Scala’s type system is impressive, and yesterday one feature came in handy: converting certain classes into a common type with useful methods on it.
Say several types have a core set of characteristics, and we want to define methods based on those without modifying the original classes. In this example, various classes represent regions of a chromosome, and the common characteristics are a begin position, end position, and strand. I want to be able to ask each of these whether they contain a particular position on the chromosome.
A section of something can be efficiently represented by a case class, and methods can be added there.
case class Section (begin: Int, end: Int, moreInfo : Char) {
def contains(position: Int) : Boolean = { … }
}
Then when I have some other class, say a chunk, that contains the information that defines a Section:
Section(chunk.begin, chunk.end, chunk.moreInfo).contains(positionOfInterest)
But this gets verbose. I want to go straight from the Chunk to the Section without pulling individual fields. I could create a custom apply method in Section’s companion object:
object Section {
def apply(Chunk chunk) : Section = Section(chunk.begin, chunk.end, chunk.moreInfo)
}
Now:
Section(chunk).contains(positionOfInterest)

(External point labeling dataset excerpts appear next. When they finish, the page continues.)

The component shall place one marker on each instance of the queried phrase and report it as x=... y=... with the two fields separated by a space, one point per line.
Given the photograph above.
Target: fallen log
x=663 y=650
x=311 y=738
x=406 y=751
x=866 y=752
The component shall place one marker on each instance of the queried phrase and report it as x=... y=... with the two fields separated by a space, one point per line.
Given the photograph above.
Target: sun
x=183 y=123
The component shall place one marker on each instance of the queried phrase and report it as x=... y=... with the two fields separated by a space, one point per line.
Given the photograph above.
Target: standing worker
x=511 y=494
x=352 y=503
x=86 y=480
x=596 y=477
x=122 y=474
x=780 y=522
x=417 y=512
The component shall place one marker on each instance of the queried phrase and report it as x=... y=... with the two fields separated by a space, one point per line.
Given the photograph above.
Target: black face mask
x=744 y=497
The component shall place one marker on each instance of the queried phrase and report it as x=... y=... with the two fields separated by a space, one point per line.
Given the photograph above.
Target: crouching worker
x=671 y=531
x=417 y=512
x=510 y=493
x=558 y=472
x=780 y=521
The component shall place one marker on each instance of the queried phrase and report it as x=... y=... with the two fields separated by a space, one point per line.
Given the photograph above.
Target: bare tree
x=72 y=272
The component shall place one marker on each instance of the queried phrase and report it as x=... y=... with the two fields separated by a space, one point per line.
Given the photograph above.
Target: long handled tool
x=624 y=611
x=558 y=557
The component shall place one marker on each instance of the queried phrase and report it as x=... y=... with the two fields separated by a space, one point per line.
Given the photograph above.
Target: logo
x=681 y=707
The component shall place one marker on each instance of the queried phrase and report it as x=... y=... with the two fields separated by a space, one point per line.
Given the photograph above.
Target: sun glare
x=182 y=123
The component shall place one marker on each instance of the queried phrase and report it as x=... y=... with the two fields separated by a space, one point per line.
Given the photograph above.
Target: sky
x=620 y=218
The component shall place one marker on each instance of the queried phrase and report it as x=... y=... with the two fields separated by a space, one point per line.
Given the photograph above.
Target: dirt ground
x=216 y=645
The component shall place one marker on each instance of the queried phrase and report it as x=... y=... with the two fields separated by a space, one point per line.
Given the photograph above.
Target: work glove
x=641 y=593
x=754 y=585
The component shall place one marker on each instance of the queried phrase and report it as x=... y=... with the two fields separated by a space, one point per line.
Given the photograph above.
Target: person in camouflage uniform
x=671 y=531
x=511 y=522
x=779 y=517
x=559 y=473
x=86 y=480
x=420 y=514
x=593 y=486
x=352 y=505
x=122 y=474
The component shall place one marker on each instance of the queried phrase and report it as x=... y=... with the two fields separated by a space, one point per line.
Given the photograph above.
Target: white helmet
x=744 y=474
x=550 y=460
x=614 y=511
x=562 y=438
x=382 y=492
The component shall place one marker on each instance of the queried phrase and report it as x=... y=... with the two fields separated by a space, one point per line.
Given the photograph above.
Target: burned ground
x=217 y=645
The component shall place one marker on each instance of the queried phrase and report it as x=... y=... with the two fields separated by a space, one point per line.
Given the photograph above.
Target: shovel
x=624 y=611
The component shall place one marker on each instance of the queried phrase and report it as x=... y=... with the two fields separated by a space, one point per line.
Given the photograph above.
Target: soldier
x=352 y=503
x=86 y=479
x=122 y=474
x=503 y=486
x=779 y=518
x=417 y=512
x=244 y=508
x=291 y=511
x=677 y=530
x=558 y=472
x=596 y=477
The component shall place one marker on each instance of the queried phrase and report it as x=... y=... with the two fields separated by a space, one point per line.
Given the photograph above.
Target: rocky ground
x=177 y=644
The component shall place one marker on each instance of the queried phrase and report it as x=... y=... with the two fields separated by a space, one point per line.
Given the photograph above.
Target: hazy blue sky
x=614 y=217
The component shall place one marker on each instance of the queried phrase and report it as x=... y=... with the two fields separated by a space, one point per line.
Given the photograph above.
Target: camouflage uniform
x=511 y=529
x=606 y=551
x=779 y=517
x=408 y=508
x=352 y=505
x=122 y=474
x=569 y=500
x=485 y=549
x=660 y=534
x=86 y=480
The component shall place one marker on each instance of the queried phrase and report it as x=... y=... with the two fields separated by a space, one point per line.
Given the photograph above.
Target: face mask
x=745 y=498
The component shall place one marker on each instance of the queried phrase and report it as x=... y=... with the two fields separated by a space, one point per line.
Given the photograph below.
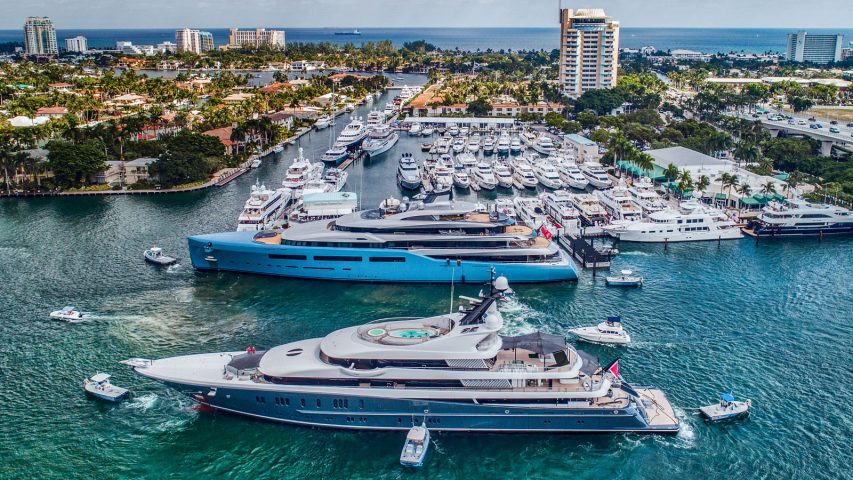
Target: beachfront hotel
x=806 y=47
x=191 y=40
x=589 y=50
x=258 y=37
x=40 y=37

But that only works for one input class – I also want this to work for wads, hunks, etc. For a more general approach, a structural type works better:
object Section {
type T = {
def begin: Int;
def end: Ind;
def moreInfo: Char }
def apply(thing : T) : Section =
Section(thing.begin, thing.end, thing.moreInfo)
}
This apply method will convert anything with the right properties into a Section.

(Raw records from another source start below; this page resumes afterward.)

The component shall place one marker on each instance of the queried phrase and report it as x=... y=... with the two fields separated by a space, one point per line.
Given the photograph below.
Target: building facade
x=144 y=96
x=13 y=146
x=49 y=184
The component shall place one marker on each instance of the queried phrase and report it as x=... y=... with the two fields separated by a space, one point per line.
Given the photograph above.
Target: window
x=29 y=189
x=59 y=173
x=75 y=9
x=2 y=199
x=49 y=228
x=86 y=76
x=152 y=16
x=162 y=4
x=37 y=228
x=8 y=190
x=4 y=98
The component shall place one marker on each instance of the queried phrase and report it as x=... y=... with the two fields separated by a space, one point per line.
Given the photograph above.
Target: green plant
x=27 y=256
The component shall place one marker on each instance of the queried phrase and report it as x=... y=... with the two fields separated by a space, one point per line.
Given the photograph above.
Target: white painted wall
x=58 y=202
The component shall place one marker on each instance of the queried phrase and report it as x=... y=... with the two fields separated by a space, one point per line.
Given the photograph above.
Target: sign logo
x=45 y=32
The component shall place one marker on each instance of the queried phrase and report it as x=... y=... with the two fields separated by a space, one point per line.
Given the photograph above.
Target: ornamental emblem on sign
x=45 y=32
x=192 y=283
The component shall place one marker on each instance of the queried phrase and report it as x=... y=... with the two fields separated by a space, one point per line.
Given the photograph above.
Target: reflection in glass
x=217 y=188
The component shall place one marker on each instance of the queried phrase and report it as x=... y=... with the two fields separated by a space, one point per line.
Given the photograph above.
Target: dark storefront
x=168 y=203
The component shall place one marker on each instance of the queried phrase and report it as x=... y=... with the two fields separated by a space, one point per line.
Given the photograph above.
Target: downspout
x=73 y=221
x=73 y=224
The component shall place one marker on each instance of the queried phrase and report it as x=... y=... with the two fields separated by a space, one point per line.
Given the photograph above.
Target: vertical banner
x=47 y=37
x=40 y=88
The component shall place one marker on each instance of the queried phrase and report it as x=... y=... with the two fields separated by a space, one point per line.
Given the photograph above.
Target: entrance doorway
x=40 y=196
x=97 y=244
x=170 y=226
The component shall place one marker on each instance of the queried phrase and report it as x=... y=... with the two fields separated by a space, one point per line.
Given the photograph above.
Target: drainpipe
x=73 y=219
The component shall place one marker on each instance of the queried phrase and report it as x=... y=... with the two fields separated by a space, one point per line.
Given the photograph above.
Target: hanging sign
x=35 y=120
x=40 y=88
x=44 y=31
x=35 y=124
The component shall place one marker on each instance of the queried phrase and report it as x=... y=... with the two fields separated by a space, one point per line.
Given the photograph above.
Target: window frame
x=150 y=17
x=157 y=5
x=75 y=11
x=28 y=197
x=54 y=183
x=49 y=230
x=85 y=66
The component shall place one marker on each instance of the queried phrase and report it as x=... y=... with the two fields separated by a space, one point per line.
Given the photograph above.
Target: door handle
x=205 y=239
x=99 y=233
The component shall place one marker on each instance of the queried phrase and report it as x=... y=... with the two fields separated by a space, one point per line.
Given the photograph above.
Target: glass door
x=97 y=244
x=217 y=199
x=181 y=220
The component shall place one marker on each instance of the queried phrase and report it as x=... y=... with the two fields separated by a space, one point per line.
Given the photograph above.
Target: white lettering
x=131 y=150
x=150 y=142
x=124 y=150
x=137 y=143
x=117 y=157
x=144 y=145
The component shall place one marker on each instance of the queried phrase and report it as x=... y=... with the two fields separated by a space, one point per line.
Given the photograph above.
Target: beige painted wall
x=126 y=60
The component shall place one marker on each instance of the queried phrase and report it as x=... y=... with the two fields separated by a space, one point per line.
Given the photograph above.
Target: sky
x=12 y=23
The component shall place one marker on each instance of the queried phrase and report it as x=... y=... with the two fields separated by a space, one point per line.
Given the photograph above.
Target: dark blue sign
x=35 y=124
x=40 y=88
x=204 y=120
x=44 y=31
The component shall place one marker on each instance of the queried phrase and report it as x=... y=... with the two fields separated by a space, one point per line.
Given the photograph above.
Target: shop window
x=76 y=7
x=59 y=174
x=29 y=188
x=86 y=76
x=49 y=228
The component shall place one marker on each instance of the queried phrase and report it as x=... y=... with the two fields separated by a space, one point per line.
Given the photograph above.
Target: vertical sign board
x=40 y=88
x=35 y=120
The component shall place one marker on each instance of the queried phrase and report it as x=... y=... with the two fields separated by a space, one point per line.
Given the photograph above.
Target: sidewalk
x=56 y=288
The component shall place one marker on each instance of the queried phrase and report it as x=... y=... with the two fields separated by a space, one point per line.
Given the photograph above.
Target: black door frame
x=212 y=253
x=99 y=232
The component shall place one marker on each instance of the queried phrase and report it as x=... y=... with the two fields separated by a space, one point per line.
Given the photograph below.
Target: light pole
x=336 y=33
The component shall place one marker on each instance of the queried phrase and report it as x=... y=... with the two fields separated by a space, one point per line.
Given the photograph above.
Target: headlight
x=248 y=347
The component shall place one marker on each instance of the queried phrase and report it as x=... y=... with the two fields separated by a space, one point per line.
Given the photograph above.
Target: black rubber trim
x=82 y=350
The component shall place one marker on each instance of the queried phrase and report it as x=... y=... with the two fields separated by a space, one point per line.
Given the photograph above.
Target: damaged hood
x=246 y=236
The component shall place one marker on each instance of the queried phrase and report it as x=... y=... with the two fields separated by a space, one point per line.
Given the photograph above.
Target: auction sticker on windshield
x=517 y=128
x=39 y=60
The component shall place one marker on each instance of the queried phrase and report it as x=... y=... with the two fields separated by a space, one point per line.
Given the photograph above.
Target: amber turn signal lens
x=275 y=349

Section(chunk).contains(positionOfInterest)
Section(wad).contains(positionOfInterest)
Section(hunk).contains(positionOfInterest)
It would be even more fun to make the apply method implicit and start using the contains method directly on the arbitrary areas. This doesn’t work, though. Scala won’t do implicit conversions into structural types. That would get ridiculous.

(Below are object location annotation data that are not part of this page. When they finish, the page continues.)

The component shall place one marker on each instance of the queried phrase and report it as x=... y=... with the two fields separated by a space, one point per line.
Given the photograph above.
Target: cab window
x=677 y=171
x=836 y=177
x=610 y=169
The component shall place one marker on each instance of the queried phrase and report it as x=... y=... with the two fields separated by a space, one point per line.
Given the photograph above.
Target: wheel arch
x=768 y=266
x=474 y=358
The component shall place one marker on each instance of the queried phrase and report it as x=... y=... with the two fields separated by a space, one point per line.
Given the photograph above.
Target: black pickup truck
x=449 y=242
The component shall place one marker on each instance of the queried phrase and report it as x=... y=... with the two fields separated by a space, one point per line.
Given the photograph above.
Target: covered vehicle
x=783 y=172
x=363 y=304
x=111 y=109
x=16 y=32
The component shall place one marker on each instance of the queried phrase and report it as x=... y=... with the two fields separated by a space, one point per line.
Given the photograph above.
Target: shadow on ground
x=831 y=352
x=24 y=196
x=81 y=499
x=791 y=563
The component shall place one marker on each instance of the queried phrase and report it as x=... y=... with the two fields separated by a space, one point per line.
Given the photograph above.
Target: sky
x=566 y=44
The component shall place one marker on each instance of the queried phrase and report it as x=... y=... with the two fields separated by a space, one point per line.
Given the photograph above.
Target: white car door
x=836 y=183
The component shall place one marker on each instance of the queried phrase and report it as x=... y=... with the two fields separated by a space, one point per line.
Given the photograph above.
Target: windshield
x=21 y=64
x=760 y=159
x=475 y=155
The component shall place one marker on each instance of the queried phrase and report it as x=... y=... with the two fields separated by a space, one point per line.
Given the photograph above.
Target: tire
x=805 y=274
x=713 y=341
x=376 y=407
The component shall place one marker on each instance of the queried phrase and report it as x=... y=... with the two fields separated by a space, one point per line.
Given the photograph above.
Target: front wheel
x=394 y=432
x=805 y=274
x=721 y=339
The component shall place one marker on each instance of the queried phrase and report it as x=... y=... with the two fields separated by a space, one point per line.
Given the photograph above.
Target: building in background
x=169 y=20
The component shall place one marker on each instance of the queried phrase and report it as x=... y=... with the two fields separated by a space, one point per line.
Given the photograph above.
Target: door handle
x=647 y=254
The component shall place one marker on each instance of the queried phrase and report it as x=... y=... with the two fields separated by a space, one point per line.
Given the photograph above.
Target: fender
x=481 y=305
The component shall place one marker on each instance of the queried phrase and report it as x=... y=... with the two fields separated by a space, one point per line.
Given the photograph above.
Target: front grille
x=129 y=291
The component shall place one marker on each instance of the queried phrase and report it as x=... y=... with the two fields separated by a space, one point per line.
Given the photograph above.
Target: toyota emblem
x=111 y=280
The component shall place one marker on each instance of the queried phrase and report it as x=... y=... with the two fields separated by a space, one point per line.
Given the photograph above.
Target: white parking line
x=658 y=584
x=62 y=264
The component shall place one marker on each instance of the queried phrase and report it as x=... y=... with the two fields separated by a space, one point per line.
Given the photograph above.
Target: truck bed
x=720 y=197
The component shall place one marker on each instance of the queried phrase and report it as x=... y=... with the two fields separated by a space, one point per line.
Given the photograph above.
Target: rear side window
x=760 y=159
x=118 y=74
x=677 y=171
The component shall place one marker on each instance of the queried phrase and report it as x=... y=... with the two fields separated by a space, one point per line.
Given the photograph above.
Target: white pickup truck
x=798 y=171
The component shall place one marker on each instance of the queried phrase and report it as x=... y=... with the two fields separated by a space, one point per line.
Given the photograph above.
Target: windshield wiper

Duck typing is useful this way. I feel all clever for figuring out how to do this — a common feeling among those who play with the Scala type system. However, if I have control over the source code of Chunk, Wad, and the other types I want to call contains on, the correct way to do this is with a trait:
trait Section {
def begin: Int
def end: Int
def moreInfo: Char
def contains(position: Int) : Boolean = {…}
}
Add this trait to the declaration of the classes that represent areas, and the contains method works even better. No additional code is required inside the implementing classes; they already define the abstract fields listed in the trait. Things just work.
class Chunk extends …. with Section {…}
chunk.contains(positionOfInterest)
or,
class Wad extends Section {…}
wad contains positionOfInterest
Traits are the better way to add common methods defined in terms of common fields. They give Scala more information at compile time. Now contains show up in autocompletion in the REPL or the IDE.
Therefore, use the force — I mean, duck typing — as a last resort. It’s powerful when we can’t modify class definitions, but honest, up-front static typing is better.
Style comment: the text color for \”common type\” and \”useful methods\” make the text look a lot like a link. Consider a different color/font.
\”Duck typing is useful this way. I feel all clever for figuring out how to do this — a common feeling among those who play with the Scala type system. However, if I have control over the source code of Chunk, Wad, and the other types I want to call contains on..\”But what does one do if he doesn't have control over the source code of the objects that he is trying to Duck Type? Is this possible?